Time to read
2 minutes
Read so far

BME people with obesity at higher-risk of contracting COVID-19

Tue, 07/07/2020 - 08:58
Posted in:

People among black and minority ethnic communities (BME) who have obesity are around two times higher the risk of contracting COVID-19 compared to white Europeans, according to a study conducted by a team of Leicester researchers.

"Although limited by non-random testing for COVID-19 within the UK, this data suggests that the association between BMI and the risk of COVID-19 may vary by ethnicity and acts as an important effect modifier for the increased risk of COVID-19 in BME populations,” commented Cameron Razieh, a PhD student at the University of Leicester. “These results suggest that the combination of obesity and BME status may place individuals at particularly high-risk of contracting COVID-19, which is consistent with findings for associations of BMI and ethnicity with cardiometabolic dysfunction."

Previous research has shown that ethnicity can alter the association between BMI and cardiometabolic health so the researchers wanted to explore whether a person's weight could change the relative risk of COVID-19 across ethnic groups. Emerging COVID-19 evidence has found that South Asian and black, African or Caribbean populations are at a higher risk of becoming seriously unwell with the condition. In addition, a link with obesity has also been found.

The research team drew expertise from the University of Leicester's Diabetes Research Centre, the National Institute for Health Research (NIHR) Leicester Biomedical Research Centre (BRC) and the NIHR Applied Research Collaboration (ARC) East Midlands.

The researchers accessed the UK Biobank, a national database of more than 500,000 people who had their health information recorded between March 2006 and July 2010. These individuals had their health records cross-referenced to a national COVID-19 laboratory test data bank between the period of March 16 and June 14, 2020. Of that cohort, 5,623 unique test results were available. The information helped the research team to quantify the association of BMI with the risk of a positive test for COVID-19, broken down by ethnic group.

According to the results, reported in the paper, ‘Body mass index and risk of COVID ‐19 across ethnic groups: analysis of UK Biobank study’, published in Diabetes, Obesity and Metabolism, the greater risk of COVID-19 in BME people relative to white Europeans was only apparent at higher BMI values. For example, at a BMI25, there was no difference in risk, whereas BMI30 the risk of COVID-19 was nearly twice as high (1.75) and BMI35 more than two and a half times higher (2.76) in BME individuals relative to white Europeans.

"COVID-19 has caused so much death and misery, devastated global economies and put unprecedented strain on clinical services, but despite the worldwide impact this virus has had, we still know very little about it, “ added Professor Kamlesh Khunti, Director of ARC East Midlands and Professor of Primary Care, Diabetes and Vascular Medicine at the University of Leicester. "There's still so much we need to understand about the condition, but our latest findings suggest the association between BMI and the risk of COVID-19 may vary by ethnicity. That means the combination of obesity and BME status may place individuals at a significantly higher-risk of contracting COVID-19, which is consistent with other studies that have previously linked BMI and ethnicity with cardiometabolic dysfunction."

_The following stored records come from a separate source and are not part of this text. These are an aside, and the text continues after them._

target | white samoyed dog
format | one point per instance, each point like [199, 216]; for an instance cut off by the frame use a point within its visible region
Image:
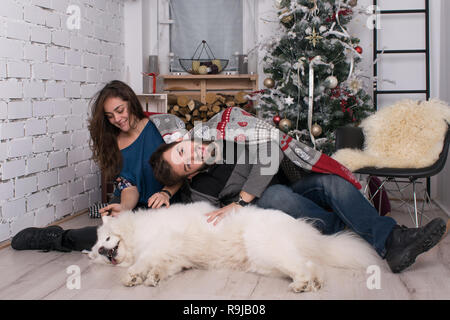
[157, 243]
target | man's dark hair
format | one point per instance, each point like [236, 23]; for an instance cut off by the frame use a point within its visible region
[161, 168]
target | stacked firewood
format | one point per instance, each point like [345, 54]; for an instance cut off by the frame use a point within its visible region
[191, 110]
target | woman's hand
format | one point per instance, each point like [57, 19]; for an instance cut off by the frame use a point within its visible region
[111, 210]
[219, 214]
[157, 200]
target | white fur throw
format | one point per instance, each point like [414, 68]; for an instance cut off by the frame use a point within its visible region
[407, 134]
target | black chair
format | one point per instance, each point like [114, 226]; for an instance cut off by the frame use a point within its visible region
[353, 137]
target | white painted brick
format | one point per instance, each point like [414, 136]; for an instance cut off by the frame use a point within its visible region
[55, 54]
[35, 127]
[21, 223]
[11, 10]
[80, 106]
[54, 89]
[89, 90]
[19, 109]
[61, 38]
[76, 42]
[80, 138]
[12, 169]
[34, 52]
[42, 3]
[75, 187]
[19, 147]
[60, 5]
[90, 60]
[80, 202]
[64, 208]
[66, 174]
[36, 164]
[56, 124]
[44, 216]
[6, 190]
[33, 89]
[42, 71]
[11, 48]
[2, 69]
[11, 130]
[75, 156]
[57, 159]
[78, 74]
[3, 110]
[62, 107]
[93, 75]
[73, 90]
[34, 14]
[41, 34]
[58, 193]
[10, 89]
[4, 231]
[74, 122]
[18, 69]
[3, 151]
[25, 186]
[62, 141]
[17, 30]
[82, 169]
[13, 208]
[61, 72]
[53, 20]
[47, 179]
[43, 108]
[73, 57]
[37, 200]
[42, 144]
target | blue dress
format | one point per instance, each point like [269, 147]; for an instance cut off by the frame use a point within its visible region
[136, 168]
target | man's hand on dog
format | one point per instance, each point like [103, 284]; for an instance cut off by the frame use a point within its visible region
[158, 199]
[219, 214]
[111, 210]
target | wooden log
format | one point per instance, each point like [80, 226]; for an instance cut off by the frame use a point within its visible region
[240, 97]
[182, 101]
[193, 104]
[211, 97]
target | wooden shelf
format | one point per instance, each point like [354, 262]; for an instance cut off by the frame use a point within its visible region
[196, 86]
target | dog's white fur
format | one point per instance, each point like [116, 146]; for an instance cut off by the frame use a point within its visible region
[158, 243]
[407, 134]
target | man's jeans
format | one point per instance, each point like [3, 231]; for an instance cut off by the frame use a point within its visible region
[331, 203]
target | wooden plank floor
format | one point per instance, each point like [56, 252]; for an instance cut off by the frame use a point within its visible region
[38, 275]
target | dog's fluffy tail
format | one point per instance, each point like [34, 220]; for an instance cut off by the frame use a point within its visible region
[348, 250]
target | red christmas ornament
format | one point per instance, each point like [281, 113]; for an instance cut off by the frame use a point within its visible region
[276, 120]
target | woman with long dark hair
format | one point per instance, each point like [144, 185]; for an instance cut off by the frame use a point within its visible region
[122, 141]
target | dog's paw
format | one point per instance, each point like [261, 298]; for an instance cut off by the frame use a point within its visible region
[131, 280]
[153, 278]
[306, 286]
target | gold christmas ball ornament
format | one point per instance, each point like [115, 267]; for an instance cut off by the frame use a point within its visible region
[269, 83]
[316, 130]
[285, 125]
[331, 82]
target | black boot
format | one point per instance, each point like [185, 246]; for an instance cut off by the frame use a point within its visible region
[405, 244]
[46, 239]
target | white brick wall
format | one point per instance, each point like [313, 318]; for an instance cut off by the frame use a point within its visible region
[48, 74]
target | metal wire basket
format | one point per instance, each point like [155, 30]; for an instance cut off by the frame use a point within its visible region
[197, 65]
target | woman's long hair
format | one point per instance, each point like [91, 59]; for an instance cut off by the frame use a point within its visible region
[104, 145]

"The role of obesity as risk factor for chronic disease is well established, however we need more research to understand its role as a risk factor for the COVID-19 pandemic and how this affects different populations,” said co-lead author, Professor Thomas Yates, Professor of Physical Activity and Health at the University of Leicester.

"Knowledge is power and if we are to have any hope of beating this pandemic, we need to gain as much information about COVID-19 as we possibly can,” said co-authors, Professor Melanie Davies CBE, Professor of Diabetes Medicine at the University of Leicester, who is also the Director of the Leicester BRC. "Our research has given us more insight into who is at more risk from being infected and we now need to come together as one to help protect our BME communities, keeping them safe from this devastating virus."